A manifesto for better academic presentations

Dr Jonathan Downie is a practising conference interpreter with a PhD in stakeholder expectations of interpreters from Heriot-Watt University (2016).

His first book, Being a Successful Interpreter: Adding Value and Delivering Excellence, was published by Routledge in 2016.

He is also a columnist on research issues for two industry magazines and is a regular speaker on the academic and translation & interpreting conference circuits.

He tweets at @jonathanddownie (personal / academic) and @integlangsbiz (interpreting / business).
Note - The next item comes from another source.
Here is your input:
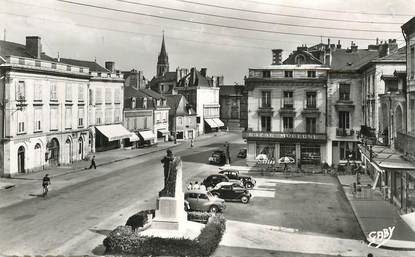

Academic presentations are broken!

Admit it – the average academic talk is a cure for insomnia. It goes a bit like this:

  • Speaker clears their throat and begins in a hoarse whisper by reading their name and presentation title from the screen, despite the fact that those words are shown on the screen in font size 36!
  • Next comes the pointless “contents” slide. It still amazes me that when people have only 15 minutes to summarise the work that has taken four years of their life, they feel obligated to spend a quarter of that time explaining that their introduction will be followed by a literature review.
  • By the time we get to the meat of the presentation, the presenter has run out of steam. The part of the presentation that should have the biggest impact – what they did, why they did it and what they found – gets forgotten about or rushed as the speaker realises that their time has run out.